本発明の目的は、揮発性成分を含有する飲食物や揮発性成分を含有する液体を含む製品を収容した場合に、内容物の蒸散を抑制できる包装体、及び当該包装体を製造できる積層体を提供することである。
【課題を解決するための手段】
【0005】
本発明によれば、以下の積層体等が提供される。
1.2以上の樹脂層を含む積層体であって、
前記2以上の樹脂層のうち少なくとも1つの樹脂層Xがポリオレフィン及びシクロオレフィンコポリマーを含む、
積層体。
2.前記樹脂層Xのポリオレフィンが、ポリエチレン及びポリプロピレンから選択される1以上である、1に記載の積層体。
3.前記樹脂層Xのシクロオレフィンコポリマーを構成する環状オレフィンが、ノルボルネン、ノルボルネン骨格を有する化合物、テトラシクロドデセン、及びテトラシクロドデセン骨格を有する化合物から選択される1以上である、1又は2に記載の積層体。
4.前記樹脂層Xのシクロオレフィンコポリマーを構成する非環状オレフィンが、エチレン及びプロピレンから選択される1以上である、1~3のいずれかに記載の積層体。
5.前記樹脂層Xのシクロオレフィンコポリマーにおける、環状オレフィンと非環状オレフィンとの質量比が30~90:70~10である、1~4のいずれかに記載の積層体。
6.前記樹脂層Xにおけるポリオレフィンの含有量が30~99質量%であり、シクロオレフィンコポリマーの含有量が1~70質量%である、1~5のいずれかに記載の積層体。
7.前記樹脂層Xにおけるポリオレフィンの含有量が40~95質量%であり、シクロオレフィンコポリマーの含有量が5~60質量%である、1~5のいずれかに記載の積層体。
8.前記樹脂層Xが、実質的にポリオレフィンとシクロオレフィンコポリマーのみからなる、1~7のいずれかに記載の積層体。
9.前記積層体を構成する樹脂層のうち、表面が外部に露出しない内層のうち少なくとも1層が樹脂層Xである、1~8のいずれかに記載の積層体。
10.基材層、樹脂層X、及び基材層をこの順で含む、1~9のいずれかに記載の積層体。
11.酸素バリア層を含む、1~10のいずれかに記載の積層体。
12.1又は2以上の接着層を含む、1~11のいずれかに記載の積層体。
13.基材層、樹脂層X、接着層、酸素バリア層、接着層、樹脂層X及び基材層をこの順で含む、1~12のいずれかに記載の積層体。
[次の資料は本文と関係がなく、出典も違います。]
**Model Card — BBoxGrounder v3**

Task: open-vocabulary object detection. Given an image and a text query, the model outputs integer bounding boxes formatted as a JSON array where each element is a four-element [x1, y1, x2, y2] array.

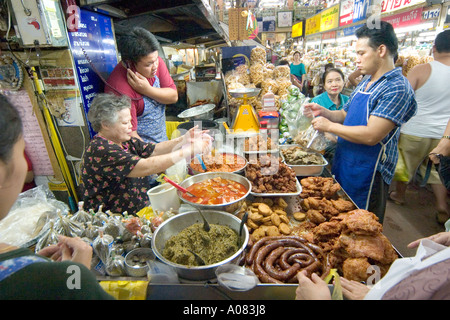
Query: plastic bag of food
[[105, 255, 127, 277], [0, 186, 70, 247], [54, 211, 84, 237], [70, 201, 92, 225], [215, 264, 259, 291], [92, 230, 114, 265], [294, 125, 336, 153], [35, 221, 59, 253]]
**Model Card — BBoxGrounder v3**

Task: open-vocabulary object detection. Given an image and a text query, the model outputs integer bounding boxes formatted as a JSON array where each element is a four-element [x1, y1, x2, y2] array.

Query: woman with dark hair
[[81, 93, 212, 215], [305, 21, 417, 223], [0, 95, 112, 300], [105, 27, 178, 143], [289, 51, 306, 90], [311, 68, 348, 110]]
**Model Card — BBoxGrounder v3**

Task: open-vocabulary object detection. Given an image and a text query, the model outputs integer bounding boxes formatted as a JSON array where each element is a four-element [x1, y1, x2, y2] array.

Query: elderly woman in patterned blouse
[[81, 94, 212, 215]]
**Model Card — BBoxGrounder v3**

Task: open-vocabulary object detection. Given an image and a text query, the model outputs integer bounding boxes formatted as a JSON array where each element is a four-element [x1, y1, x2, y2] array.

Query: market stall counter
[[93, 162, 400, 300]]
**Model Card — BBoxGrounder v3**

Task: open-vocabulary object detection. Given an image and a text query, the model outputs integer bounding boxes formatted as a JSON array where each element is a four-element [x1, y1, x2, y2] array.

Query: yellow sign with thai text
[[292, 21, 303, 38], [305, 13, 320, 36], [320, 5, 339, 32]]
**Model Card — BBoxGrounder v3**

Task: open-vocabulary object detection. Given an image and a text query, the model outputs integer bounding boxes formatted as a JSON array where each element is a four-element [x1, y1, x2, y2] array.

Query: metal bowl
[[125, 248, 156, 277], [177, 172, 252, 214], [189, 152, 247, 175], [228, 88, 261, 98], [177, 103, 216, 120], [152, 210, 249, 281]]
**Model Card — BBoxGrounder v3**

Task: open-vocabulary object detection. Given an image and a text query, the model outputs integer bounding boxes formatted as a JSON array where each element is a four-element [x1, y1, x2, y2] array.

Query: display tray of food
[[238, 177, 399, 285], [243, 134, 280, 158], [245, 155, 302, 197], [189, 152, 247, 174], [152, 210, 249, 281], [177, 172, 251, 213], [280, 145, 328, 176]]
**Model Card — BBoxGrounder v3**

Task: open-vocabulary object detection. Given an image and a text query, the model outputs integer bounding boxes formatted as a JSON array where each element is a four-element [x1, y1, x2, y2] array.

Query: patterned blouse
[[80, 135, 155, 215]]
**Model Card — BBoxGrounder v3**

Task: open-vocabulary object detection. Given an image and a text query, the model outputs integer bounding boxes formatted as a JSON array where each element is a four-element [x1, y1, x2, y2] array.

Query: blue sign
[[68, 9, 118, 137], [353, 0, 370, 23]]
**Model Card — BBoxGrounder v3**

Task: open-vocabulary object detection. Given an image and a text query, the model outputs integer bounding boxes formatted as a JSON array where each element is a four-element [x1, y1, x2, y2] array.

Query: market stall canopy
[[80, 0, 231, 47]]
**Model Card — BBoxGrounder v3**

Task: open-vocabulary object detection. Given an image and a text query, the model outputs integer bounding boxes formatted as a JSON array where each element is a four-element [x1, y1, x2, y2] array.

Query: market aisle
[[383, 182, 444, 257]]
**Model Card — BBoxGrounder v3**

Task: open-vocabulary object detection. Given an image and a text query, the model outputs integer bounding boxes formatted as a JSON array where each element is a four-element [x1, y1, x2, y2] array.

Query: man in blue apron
[[305, 21, 417, 223]]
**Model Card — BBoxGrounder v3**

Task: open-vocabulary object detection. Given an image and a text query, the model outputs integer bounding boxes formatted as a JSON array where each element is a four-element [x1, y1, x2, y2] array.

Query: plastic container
[[215, 264, 259, 291], [147, 183, 181, 211], [147, 261, 180, 283]]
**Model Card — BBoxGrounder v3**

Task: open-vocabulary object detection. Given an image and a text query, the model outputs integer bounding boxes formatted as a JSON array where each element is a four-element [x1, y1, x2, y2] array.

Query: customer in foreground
[[0, 95, 112, 300], [295, 232, 450, 300]]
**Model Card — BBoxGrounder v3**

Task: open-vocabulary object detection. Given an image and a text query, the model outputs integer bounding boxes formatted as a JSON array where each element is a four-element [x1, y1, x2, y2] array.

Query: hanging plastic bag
[[294, 125, 336, 153], [35, 221, 59, 253]]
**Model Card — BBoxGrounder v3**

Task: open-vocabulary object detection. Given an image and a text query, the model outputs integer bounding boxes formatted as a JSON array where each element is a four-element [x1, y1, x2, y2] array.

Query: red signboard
[[322, 31, 336, 40], [381, 8, 422, 28]]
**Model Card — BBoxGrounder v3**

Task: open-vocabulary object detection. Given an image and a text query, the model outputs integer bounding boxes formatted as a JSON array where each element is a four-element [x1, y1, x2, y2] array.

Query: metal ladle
[[187, 249, 206, 266], [195, 207, 211, 232], [238, 211, 248, 248]]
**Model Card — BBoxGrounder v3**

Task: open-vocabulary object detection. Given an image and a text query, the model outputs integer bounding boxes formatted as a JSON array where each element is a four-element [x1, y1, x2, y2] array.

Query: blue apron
[[332, 81, 395, 210], [137, 76, 167, 143], [0, 256, 49, 281]]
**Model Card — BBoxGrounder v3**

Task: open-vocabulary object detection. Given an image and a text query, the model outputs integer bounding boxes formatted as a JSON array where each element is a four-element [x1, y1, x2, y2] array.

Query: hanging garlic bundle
[[89, 209, 103, 227], [137, 232, 153, 248], [92, 229, 114, 265], [54, 210, 83, 237], [105, 255, 126, 277], [35, 221, 59, 253], [104, 211, 123, 239], [70, 201, 92, 224], [83, 221, 99, 240]]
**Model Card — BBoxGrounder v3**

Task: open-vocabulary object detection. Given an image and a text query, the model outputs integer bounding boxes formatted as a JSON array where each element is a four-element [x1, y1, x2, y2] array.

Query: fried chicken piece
[[342, 258, 370, 282], [319, 198, 339, 220], [306, 209, 327, 224], [342, 209, 383, 235], [338, 233, 397, 264], [330, 198, 355, 212], [300, 177, 341, 198], [313, 221, 342, 241]]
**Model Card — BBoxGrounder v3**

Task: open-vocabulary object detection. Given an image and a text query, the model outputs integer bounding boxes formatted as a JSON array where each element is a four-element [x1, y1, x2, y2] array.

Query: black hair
[[324, 62, 334, 71], [117, 27, 159, 64], [434, 30, 450, 53], [355, 21, 398, 57], [322, 68, 345, 84], [0, 94, 23, 163]]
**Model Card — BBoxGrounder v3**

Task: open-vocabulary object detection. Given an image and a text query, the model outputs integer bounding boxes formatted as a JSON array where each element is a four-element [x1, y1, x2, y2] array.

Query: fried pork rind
[[334, 233, 398, 264], [250, 47, 267, 64], [250, 62, 264, 86], [273, 65, 291, 79], [342, 258, 370, 282], [342, 209, 383, 235], [300, 177, 341, 199]]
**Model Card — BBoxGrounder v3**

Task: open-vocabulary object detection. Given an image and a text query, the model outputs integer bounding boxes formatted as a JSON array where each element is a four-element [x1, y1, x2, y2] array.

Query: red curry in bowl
[[183, 177, 248, 205], [190, 153, 246, 173]]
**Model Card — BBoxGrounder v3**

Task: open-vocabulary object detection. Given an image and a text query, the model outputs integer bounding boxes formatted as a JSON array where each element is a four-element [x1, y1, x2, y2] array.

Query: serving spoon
[[195, 207, 211, 232], [163, 176, 198, 198], [238, 210, 248, 248], [187, 249, 206, 266]]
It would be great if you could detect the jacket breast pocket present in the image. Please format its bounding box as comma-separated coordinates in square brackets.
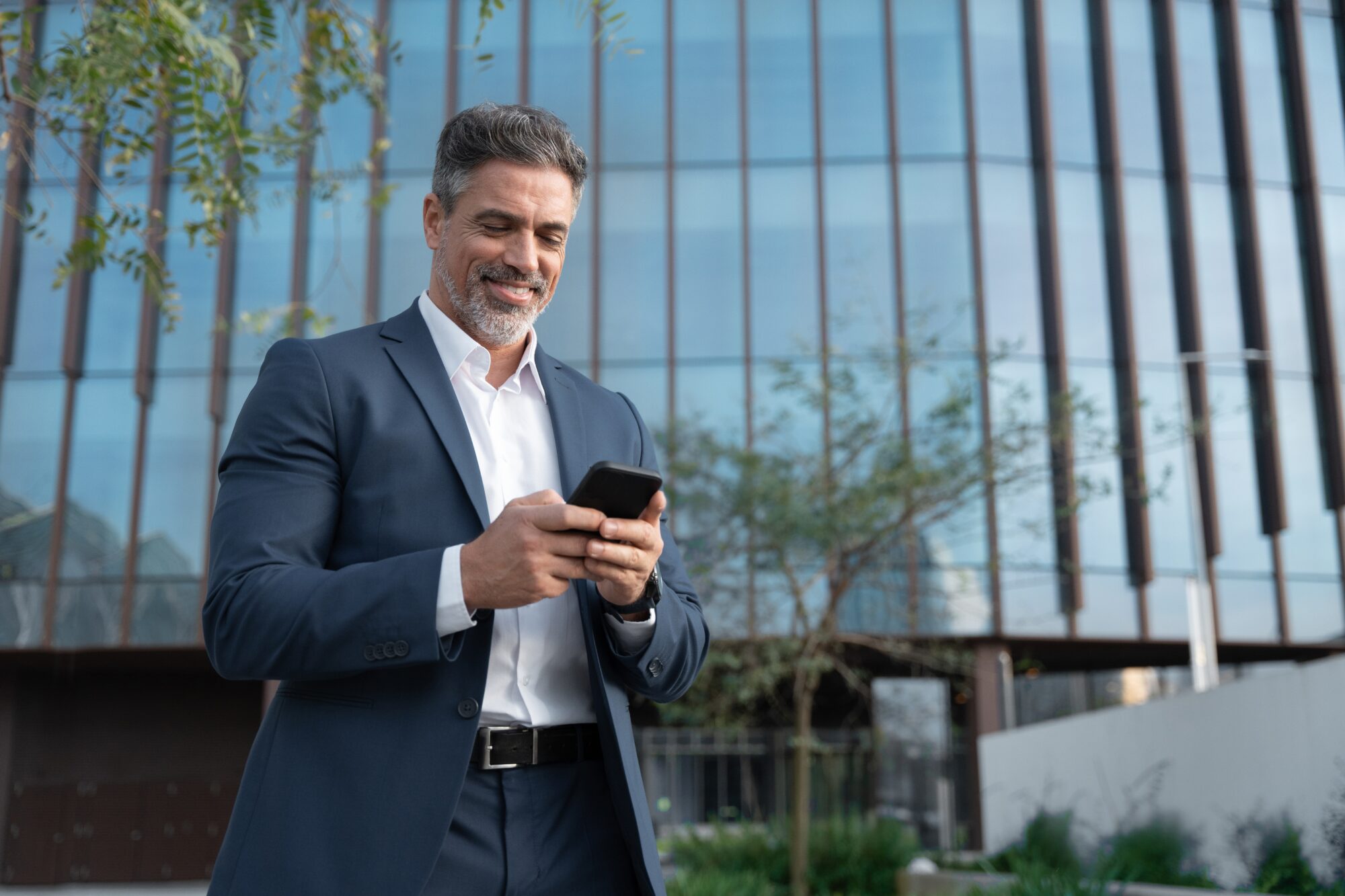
[276, 682, 374, 708]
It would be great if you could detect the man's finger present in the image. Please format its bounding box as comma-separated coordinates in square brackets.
[530, 503, 607, 532]
[504, 489, 565, 507]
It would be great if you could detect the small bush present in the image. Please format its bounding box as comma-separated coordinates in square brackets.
[1252, 822, 1322, 896]
[1093, 818, 1217, 889]
[990, 811, 1083, 880]
[668, 870, 777, 896]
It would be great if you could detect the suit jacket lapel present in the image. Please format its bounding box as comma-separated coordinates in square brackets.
[379, 300, 490, 529]
[535, 347, 589, 498]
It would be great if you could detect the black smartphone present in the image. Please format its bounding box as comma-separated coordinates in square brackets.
[568, 460, 663, 520]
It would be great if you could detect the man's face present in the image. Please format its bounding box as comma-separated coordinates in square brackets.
[422, 159, 574, 348]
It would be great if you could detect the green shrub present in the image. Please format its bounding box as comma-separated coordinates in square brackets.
[670, 818, 919, 896]
[990, 811, 1083, 880]
[1252, 822, 1322, 896]
[668, 870, 779, 896]
[1093, 818, 1217, 889]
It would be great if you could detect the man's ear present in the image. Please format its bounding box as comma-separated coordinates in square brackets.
[421, 192, 447, 249]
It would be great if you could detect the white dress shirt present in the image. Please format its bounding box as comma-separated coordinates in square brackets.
[418, 292, 654, 728]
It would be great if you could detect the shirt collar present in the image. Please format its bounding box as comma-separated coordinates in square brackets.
[417, 289, 546, 401]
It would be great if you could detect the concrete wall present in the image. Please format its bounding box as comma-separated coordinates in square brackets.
[979, 648, 1345, 887]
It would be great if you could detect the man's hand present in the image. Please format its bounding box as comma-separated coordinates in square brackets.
[594, 491, 668, 619]
[460, 489, 608, 612]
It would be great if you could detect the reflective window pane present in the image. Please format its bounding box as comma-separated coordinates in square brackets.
[746, 0, 812, 160]
[1174, 3, 1227, 177]
[672, 0, 738, 163]
[971, 0, 1030, 159]
[1111, 0, 1162, 171]
[823, 164, 897, 354]
[674, 167, 744, 359]
[981, 164, 1041, 355]
[601, 4, 667, 165]
[1237, 7, 1290, 184]
[599, 171, 668, 363]
[818, 0, 888, 159]
[748, 167, 822, 358]
[1303, 13, 1345, 188]
[893, 0, 967, 156]
[904, 161, 976, 351]
[1044, 0, 1098, 165]
[383, 0, 449, 171]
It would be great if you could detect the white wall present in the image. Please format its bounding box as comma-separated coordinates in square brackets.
[979, 648, 1345, 887]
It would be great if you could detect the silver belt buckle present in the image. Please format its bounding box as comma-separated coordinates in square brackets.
[480, 725, 537, 771]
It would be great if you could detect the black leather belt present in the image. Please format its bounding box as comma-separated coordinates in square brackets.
[472, 723, 603, 768]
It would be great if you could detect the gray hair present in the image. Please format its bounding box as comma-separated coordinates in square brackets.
[432, 102, 588, 215]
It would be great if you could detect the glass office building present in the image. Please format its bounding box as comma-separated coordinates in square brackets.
[0, 0, 1345, 880]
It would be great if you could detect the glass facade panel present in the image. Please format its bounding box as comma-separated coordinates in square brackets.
[823, 164, 897, 354]
[463, 3, 523, 112]
[383, 0, 449, 171]
[971, 0, 1030, 159]
[893, 0, 967, 156]
[672, 168, 745, 359]
[672, 0, 740, 163]
[599, 171, 668, 364]
[748, 167, 822, 358]
[1042, 0, 1098, 165]
[1111, 0, 1163, 172]
[746, 0, 812, 160]
[1237, 7, 1290, 184]
[305, 177, 369, 335]
[818, 0, 888, 159]
[601, 4, 667, 165]
[1302, 13, 1345, 190]
[1174, 3, 1227, 177]
[900, 161, 976, 351]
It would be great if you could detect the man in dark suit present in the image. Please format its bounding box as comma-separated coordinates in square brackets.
[203, 104, 709, 896]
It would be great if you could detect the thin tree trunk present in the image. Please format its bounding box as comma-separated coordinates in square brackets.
[790, 671, 818, 896]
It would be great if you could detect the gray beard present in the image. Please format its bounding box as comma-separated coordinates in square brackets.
[434, 251, 547, 348]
14.表面に剥離層を含む、1~13のいずれかに記載の積層体。
15.前記剥離層が、ポリプロピレンとポリエチレンとの混合層である、14に記載の積層体。
16.前記剥離層が、ポリエチレンの単独層である、14に記載の積層体。
17.前記剥離層に隣り合う樹脂層として、ポリプロピレンとポリエチレンとの混合層である基材層を有する、14~16のいずれかに記載の積層体。
18.剥離層、基材層、樹脂層X、接着層、酸素バリア層、接着層、樹脂層X及び基材層をこの順で含む、14~17のいずれかに記載の積層体。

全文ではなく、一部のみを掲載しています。